Though Wong had limited experience with social media, his website (at ppahs.org) now draws online visitors from more than 140 countries. He has earned nearly 100 likes on Facebook and more than 1,800 followers on Twitter. A nine-member advisory board includes representatives from the Johns Hopkins Hospital, the Yale School of Medicine, and The Joint Commission, while a supporters page lists another 30 informal affiliates.
“This was a bit of social experiment,” Wong says. “Now we have readers from all around the world. I feel the responsibility to continue to provide commentary, engage in research, and bring together expert panels on these critical patient safety issues.”
The PPAHS mission comprises four key areas: endorsing and publicizing expert opinion, surveying healthcare professionals to determine current practices’ promoting best practices, and developing safety checklists and advocating for the adoption of standards. An active writer, Wong regularly blogs about related issues and has written a number of articles for various publications, including 24×7.

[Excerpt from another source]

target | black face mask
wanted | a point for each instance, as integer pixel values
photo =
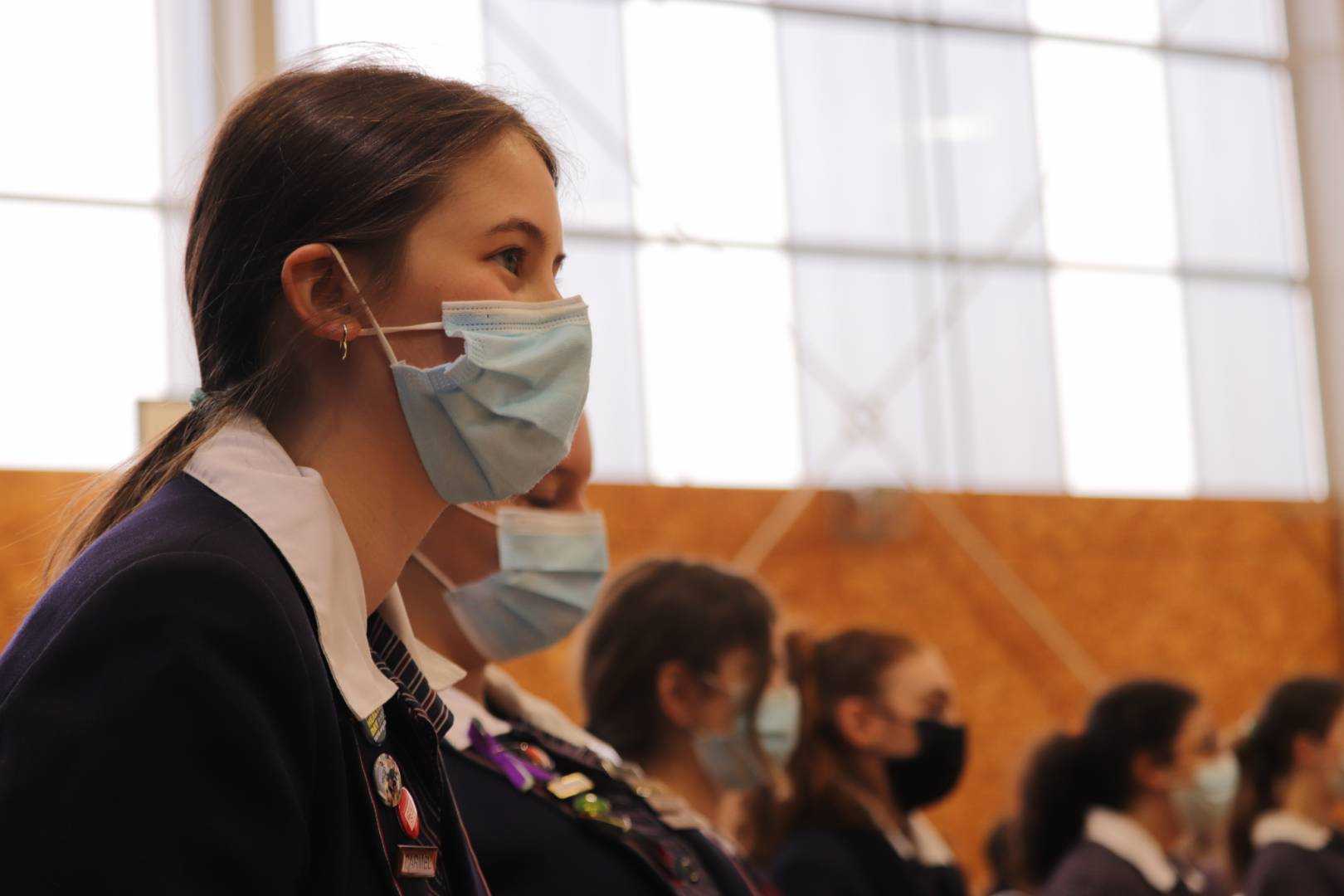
(932, 772)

One of the achievements he’s most proud of is the PCA checklist, a distillation of the risk factors that should be considered prior to administering a PCA pump. They include obesity, low body weight, advanced age, preexisting conditions like asthma or sleep apnea, and concomitant medications that can potentiate the sedative effect of opiates.

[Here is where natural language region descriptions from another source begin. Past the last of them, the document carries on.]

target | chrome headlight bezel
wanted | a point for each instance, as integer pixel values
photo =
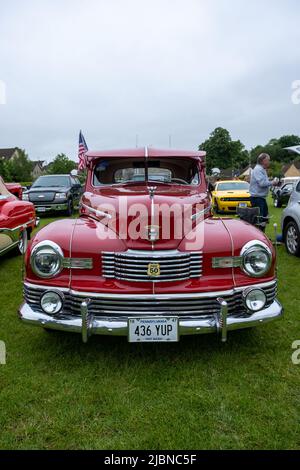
(250, 291)
(61, 299)
(47, 246)
(61, 196)
(250, 248)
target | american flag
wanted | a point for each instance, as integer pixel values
(82, 149)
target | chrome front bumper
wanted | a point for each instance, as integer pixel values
(88, 325)
(51, 207)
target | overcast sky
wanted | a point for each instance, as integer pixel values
(117, 68)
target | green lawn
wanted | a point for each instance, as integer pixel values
(56, 393)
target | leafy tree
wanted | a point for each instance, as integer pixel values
(223, 152)
(61, 165)
(275, 148)
(20, 167)
(4, 170)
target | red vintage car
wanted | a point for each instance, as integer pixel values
(17, 220)
(15, 189)
(146, 259)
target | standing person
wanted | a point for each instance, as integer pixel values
(260, 184)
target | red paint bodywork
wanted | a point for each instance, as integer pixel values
(15, 189)
(80, 238)
(14, 216)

Safety organizations have known about these dangers for over a decade, but many facilities still fail to check for them consistently. Wong hopes that an accessible format will help eliminate that problem. “A lot of people in the past have talked about raising awareness about certain safety issues, but they haven’t always proposed solutions. We want to try to do it in as practical a matter as possible.”

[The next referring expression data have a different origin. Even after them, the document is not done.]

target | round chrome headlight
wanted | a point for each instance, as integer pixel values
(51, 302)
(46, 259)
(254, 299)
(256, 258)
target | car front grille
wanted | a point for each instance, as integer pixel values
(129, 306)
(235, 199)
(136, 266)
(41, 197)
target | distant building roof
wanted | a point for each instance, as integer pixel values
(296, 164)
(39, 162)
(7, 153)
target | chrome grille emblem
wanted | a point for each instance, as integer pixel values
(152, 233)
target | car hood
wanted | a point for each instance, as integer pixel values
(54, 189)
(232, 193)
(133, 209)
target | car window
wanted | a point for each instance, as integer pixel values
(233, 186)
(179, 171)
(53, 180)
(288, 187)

PPAHS has developed a similar, interactive risk assessment for VTE in maternal patients that lets users check for indicators and then calculate a total risk score based off their selections. Wong has plans to develop a similar document for alarm safety.
In early 2013, in response to questions raised by students 2 years earlier during the Notre Dame session, Wong and his supporters conducted what he calls the first national survey to assess hospitals’ current practices surrounding PCA pumps. Nearly 170 respondents participated. The summary of results—some encouraging, others disconcerting—are available on the PPAHS website. For instance, of those that monitor continuously, 65% agreed that continuous electronic monitoring reduces adverse events, while 34% cited alarm fatigue as a difficult problem. 5% of respondents said alarm fatigue did not concern them at all, which Wong attributes to their institutions having figured out how to manage the problem.
PPAHS is currently in the process of applying for 501(c)(3) status, a move Wong hopes will increase charitable donations and enable further research. He’d like to study the impact of the PCA checklist on safety outcomes. And with the addition of The Joint Commission’s new National Patient Safety Goal concerning alarm fatigue, focus on that issue is likely to intensify in the years ahead. As of now, Wong has no plans to expand his initiatives into other areas.
“There has been some progress, but not enough for me to go to Amanda’s parents and say ‘No other teenager coming into any hospital across the country under the same circumstances as Amanda is going to have the same outcome.’ I’m not saying other patient safety issues are not important. But I’ve always felt if we’re going to have an impact today to improve patient safety and health outcomes, let’s try to do it the best we can with what we already have.”
Jenny Lower is the associate editor for 24×7.